2018-07-02: The Off-Topic Memento Toolkit

Inspired by AlNoamany's work from "Detecting off-topic pages within TimeMaps in Web archives" I am pleased to announce an alpha release of the Off-Topic Memento Toolkit (OTMT). The results of testing with this software will be presented at iPres 2018 and those results are now available as a preprint.

Web archive collections are created with a specific purpose in mind. A curator will supply seeds for the collection and create multiple versions of these seeds in order to study the evolution of a web page over time. This is valuable for following the changes in an organization or the events in a news story. Unfortunately, depending on the curator's intent, sometimes these seeds go off-topic. Because web archive crawling software has no way to know that a page is off-topic, these mementos are added to the collection. Below I list a few examples of off-topic pages within Archive-It collections.

This memento from the Human Rights collection at Archive-It created by the Columbia University Libraries is off-topic. The page ceased to be available at some point and produced this "404 Page Not Found" response with a 200 HTTP status.

This memento from the Egypt Revolution and Politics collection at Archive-It created by the American University in Cairo is off-topic. The web site began having database problems.

It is important to note that the OTMT does not delete potentially off-topic mementos, but rather only flags them for curator review. Detecting such mementos allows us to exclude them from consideration or flag them for deletion by some downstream tool, which is important to our collection summarization and storytelling efforts. The OTMT detects these mementos using a variety of different similarity measures. One could also use the OTMT to detect and study off-topic mementos.

Installing the software

The OTMT requires Python 3.6. Once you have met that requirement, install OTMT by typing:


# pip install otmt

This installs the necessary libraries and provides the system with a new detect-off-topic command.

A simple run

To perform an off-topic run with the software on Archive-It collection 1068, type:


# detect-off-topic -i archiveit=1068 -tm cosine,bytecount -o myoutputfile.json

This will find all URI-Rs (seeds) related to Archive-It collection 1068, download their timemaps (URI-Ts), download the mementos within each timemap, process those mementos via the default similarity measures, and write the results in JSON format out to a file named outputfile.json.
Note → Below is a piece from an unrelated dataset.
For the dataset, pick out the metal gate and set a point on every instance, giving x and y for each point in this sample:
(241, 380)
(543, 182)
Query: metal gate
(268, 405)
The JSON output looks like the following.

Each URI-T serves as a key containing all URI-Ms within that timemap. In this example the timemap at URI-T http://wayback.archive-it.org/1068/timemap/link/http://www.badil.org/ contains several mementos. For brevity, we are only showing results for the memento at http://wayback.archive-it.org/1068/20130307084848/http://www.badil.org/.

The key "timemap measures" contains all measures run against the memento. In this case I used the two measures "cosine" and "bytecount". Each measure entry indicates which preprocessing has been performed against that memento (e.g., stemmed, tokenized, and removed boilerplate). Under "comparison score" is that measure's score. Under "topic status" is a verdict on whether or not the memento is on or off-topic. Finally, the "overall topic status" indicates if any of the measures determined that the memento is off-topic.

The OTMT uses an input-measure-output architecture. This way the tool separates the concerns of input, (e.g., how to process Archive-It collection 1068 for mementos), from measure (e.g., how to process these mementos using cosine and byte count similarity measures), and output (e.g., how to produce the output in JSON format and write it to the file outputfile.json). This architecture is extensible, providing interfaces allowing for more input types, measures, and output types to be added in the future.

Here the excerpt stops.